Assim, no final de 2020, a EDP criou uma empresa de fachada, com apenas um funcionário: a Camirengia. Constituído o veículo de apoio à negociata, a EDP transferiu a propriedade das barragens para essa nova empresa, que foi posteriormente comprada por uma outra empresa, a Águas Profundas, criada – imaginem lá – pela Engie. Curiosidade: a Camirengia foi criada a 14 de Dezembro de 2020 e vendida à Águas Profundas cinco dias depois, a 19 de Dezembro. Quase nem deu tempo para levar para lá as barragens todas. Aquele funcionário deve ter tido uma trabalheira que nem é bom pensar. Parecem negócios feitos à moda de uma certa câmara municipal que conhecemos bem.
Na semana seguinte, para não perder o ritmo, a Camirengia e a Águas Profundas, ambas sob controle da francesa Engie, avançaram para um processo de fusão. Estava feita a necessária reestruturação que, juntamente com as alterações ao EBF, levadas a cabo pelo governo, garantiram a tal isenção de Imposto de Selo. Uma fusão realizada a 25 de Dezembro, já com o bacalhau na panela a cozer, que isto é malta que empreende todos os dias, Natal incluído.

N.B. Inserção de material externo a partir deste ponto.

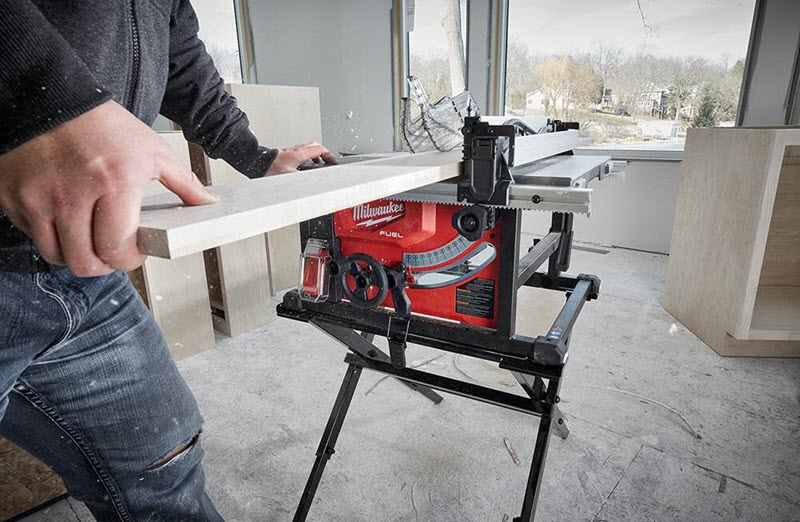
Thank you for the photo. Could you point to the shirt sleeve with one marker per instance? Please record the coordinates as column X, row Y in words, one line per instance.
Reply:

Resumindo: à luz da lei portuguesa, criar uma empresa de fachada, para lá colocar um imóvel, e de seguida vender essa mesma empresa a uma outra, com a qual posteriormente se funde, é uma reestruturação. Só que isto tem tanto de reestruturação como esta sandes mista que estou a comer tem de cabrito assado. No fundo, estamos perante mais um assalto ao contribuinte, com o alto patrocínio da passividade colaboracionista de um governo que facilitou o esquema e depois assobiou para o lado, fazendo de conta que não era nada com ele. Apesar de estar a par de todos os passos deste esquema, e de ter sido alertado para a possibilidade de fuga aos impostos. Mais um prego no caixão da democracia, com o alto patrocínio do Partido Socialista.